The present disclosure describes a system and method for carry/borrow handling.
Some processors may be capable of performing extensive mathematical operations on vectors of arbitrary length. For example, conventional processors may be able to perform arithmetic logic unit (ALU) operations such as, add, subtract, multiply, divide, shift, etc. Many of these operations may produce a carry out of one register and/or a borrow from another. As large amounts of data continue to be processed at an increasing rate, efficient arithmetic/shift operations and carry-handling techniques may be required.
Features and advantages of the claimed subject matter will be apparent from the following detailed description of embodiments consistent therewith, which description should be considered with reference to the accompanying drawings, wherein:
Although the following Detailed Description will proceed with reference being made to illustrative embodiments, many alternatives, modifications, and variations thereof will be apparent to those skilled in the art.

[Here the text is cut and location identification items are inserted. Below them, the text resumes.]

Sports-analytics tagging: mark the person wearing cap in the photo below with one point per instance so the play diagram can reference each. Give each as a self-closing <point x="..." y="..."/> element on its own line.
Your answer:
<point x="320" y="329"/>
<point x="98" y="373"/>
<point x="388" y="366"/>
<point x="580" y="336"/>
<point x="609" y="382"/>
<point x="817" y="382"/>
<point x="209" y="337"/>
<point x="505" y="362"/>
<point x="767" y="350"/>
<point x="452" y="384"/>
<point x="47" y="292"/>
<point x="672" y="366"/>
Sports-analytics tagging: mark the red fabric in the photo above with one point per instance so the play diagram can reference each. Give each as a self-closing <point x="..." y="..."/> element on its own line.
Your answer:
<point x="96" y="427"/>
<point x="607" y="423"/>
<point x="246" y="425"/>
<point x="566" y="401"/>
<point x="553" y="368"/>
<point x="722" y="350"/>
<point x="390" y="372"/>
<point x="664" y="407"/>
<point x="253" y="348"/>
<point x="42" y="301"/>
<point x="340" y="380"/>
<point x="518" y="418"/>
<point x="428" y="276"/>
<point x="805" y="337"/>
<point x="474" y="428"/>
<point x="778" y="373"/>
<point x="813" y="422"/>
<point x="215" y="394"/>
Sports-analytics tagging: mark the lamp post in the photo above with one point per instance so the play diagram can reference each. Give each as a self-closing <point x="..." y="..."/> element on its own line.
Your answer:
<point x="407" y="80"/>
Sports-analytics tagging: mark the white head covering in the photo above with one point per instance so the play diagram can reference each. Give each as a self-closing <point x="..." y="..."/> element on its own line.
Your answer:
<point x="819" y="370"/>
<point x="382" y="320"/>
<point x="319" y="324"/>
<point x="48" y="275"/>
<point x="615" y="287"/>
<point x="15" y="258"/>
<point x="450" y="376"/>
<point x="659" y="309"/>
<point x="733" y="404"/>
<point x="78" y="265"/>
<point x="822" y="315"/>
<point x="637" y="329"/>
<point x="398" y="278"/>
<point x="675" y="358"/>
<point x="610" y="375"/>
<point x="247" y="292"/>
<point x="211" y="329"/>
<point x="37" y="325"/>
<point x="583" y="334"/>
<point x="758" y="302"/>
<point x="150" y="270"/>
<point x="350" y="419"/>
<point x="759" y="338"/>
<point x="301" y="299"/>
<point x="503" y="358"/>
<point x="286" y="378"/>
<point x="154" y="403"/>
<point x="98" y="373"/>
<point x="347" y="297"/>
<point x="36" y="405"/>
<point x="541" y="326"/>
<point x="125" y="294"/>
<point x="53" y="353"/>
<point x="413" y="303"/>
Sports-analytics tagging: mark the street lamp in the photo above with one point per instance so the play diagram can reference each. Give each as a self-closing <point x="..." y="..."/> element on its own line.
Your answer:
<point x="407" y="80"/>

Some arithmetic operations may require the addition of multiple vectors. In these instances, a carry generated in one location may need to propagate an arbitrary distance into the high part of the result, which may be very unlikely when using a random bit pattern. Using conventional techniques, the carry correction operations required to solve this problem may require an excessive amount of microprogram code.
Generally, the embodiments described herein provide a more efficient approach for carry/borrow handling in a processor. In accordance with the present disclosure, carry and borrow handling may be performed using a single, separate, subroutine (i.e., an independent subsection of microcode), which may be conditional upon the status of a boolean condition flag. The embodiments described herein may provide an efficient implementation (i.e., having little or no delay) in situations where the branch to the conditional subroutine is selected, as well as, in situations where the branch is not selected. This conditional subroutine may act as a delayed branch on a carry/borrow flag from a previous instruction to enable the branch to hide in the shadow of a later executed instruction.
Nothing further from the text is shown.